Tariff Fears Pressured Stocks
Earlier in the year, Trump roiled the markets when he announced tariffs on imported aluminum and steel and said the government has identified $50 billion of Chinese products it could hit with tariffs. That prompted concerns of a trade war between the two countries, sending stocks down. While Cook acknowledged there is a trade gap between the U.S. and China he said tariffs would make things worse. “It’s true, undoubtedly true, that not everyone has been advantaged from that -- in either country -- and we’ve got to work on that,” Cook said in the Bloomberg interview. “But I felt that tariffs were not the right approach there, and I showed him some more analytical kinds of things to demonstrate why.” (See more: Apple CEO Tim Cook Aims Jabs at Google, Facebook.)
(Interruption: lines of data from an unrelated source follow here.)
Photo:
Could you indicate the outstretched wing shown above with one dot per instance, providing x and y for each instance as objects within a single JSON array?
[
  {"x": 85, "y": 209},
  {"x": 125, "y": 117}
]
Apple Has Weathered Trade Talk So Far
While Apple makes a large share of its products in China and sells them both there and in the U.S., it hasn’t yet been impacted by increased tensions. Still, there are concerns that it and other technology companies will be harmed if a full-scale trade war were to break out. According to Jefferies, the Wall Street firm, a group of 16 U.S. companies including Apple, Intel Corp. (INTC), Microsoft Corp. (MSFT) and Qualcomm Inc. (QCOM) earned 23% of their revenues or $105.5 billion in China in 2017. If Dell and HP are added to the list, the tech companies had $150 billion in Chinese revenue last year, according to Jefferies. (See more: U.S. Tech Firms' $150B China Revenue At Risk in Trade War.)
In a surprise Tweet from Trump this past weekend, the President appeared to walk back tough trade talk, saying he is working with Chinese President Xi Jinping to give ZTE Corp., the telecom equipment maker banned from doing business in the U.S., "a way to get back into business, fast." The White House under President Trump has prevented U.S. suppliers from working with ZTE for violating a sanctions agreement last year that pertained to business with North Korea and Iran. Trump has complained in the past that China is stealing U.S. jobs, but in his Sunday tweet changed his message, tweeting “too many jobs in China lost.”